1. To turn (something) on an axis; rotate: slued the swivel chair around; sluing the boom of a crane.
2. To turn sharply; veer: braked and slued the car around.

v. intr.

1. To turn about an axis; pivot.
2. To turn or slide sideways or off course; skid.


1. The act of sluing.
2. The position to which something has slued.

I can't complain, because if the answer had been SLUES I still wouldn't ever have heard of it.

63A: Hayseed (yokel)

"Some folks'll never eat a skunk / But then again, some folk'll / Like Cletus, the Slack-Jawed YOKEL!"
I like that YOKEL intersects 55D: Drink with sushi (sake) at the "K." Mmmm, incongruity.

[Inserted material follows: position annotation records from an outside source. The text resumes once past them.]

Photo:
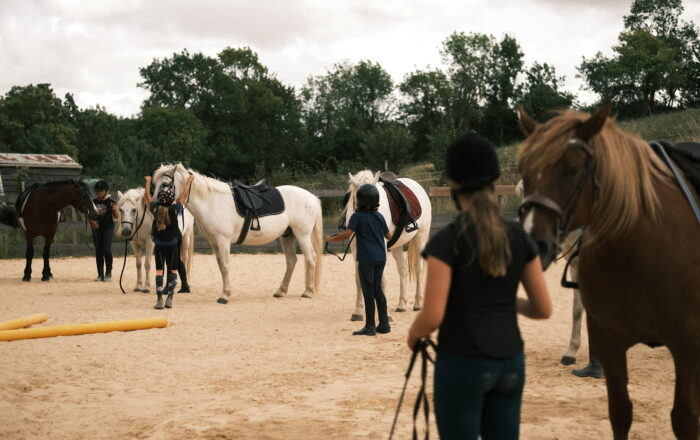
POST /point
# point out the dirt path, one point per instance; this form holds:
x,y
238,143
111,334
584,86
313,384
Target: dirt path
x,y
264,368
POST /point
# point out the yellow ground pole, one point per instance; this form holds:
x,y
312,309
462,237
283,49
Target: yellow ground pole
x,y
82,329
23,322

There are actually 3 K's, an X, a couple of V's, and many many Y's in this puzzle. Pretty good for a Monday.

28D: Vladimir of the Kremlin (Putin)

Soon this answer will be clued "Dictator Vladimir" or "Despot Vladimir" or "Guy who has journalists killed with radioactive material Vladimir." Russia apparently has gotten tired of being an also-ran country and is making a play to get back into the world tyranny game in a big way. Remember when we won the Cold War? Ah, good times.

64A: Capone fighter Eliot _____ (Ness)

Somewhere in a loch in Scotland, a certain giant amphibious creature I know is getting very angry at being snubbed in puzzle after puzzle in favor of this alleged crime-fighter guy. Can't the world's stealthiest dinosaur get a little love? "Home of Scottish monster" - how hard is that? You could even add "allegedly" if you felt you had to. You've got CLAN (1A) in the northwest of the puzzle - you could bring a little of that Scottishness to the far southeast. Viva Scotland. Cue Willie!

Signed, Rex Parker, King of CrossWorld


Orange 3:52 PM  

Wasn't the House of Windsor originally called the House of Saxe-Coburg-Gotha? And then they picked a less Germanic name in response to German imperialism or other badness?

Five-year-old boys are fond of dressing up as ninjas for Halloween. I saw at least a couple this year, last year, the year before, and the year before that.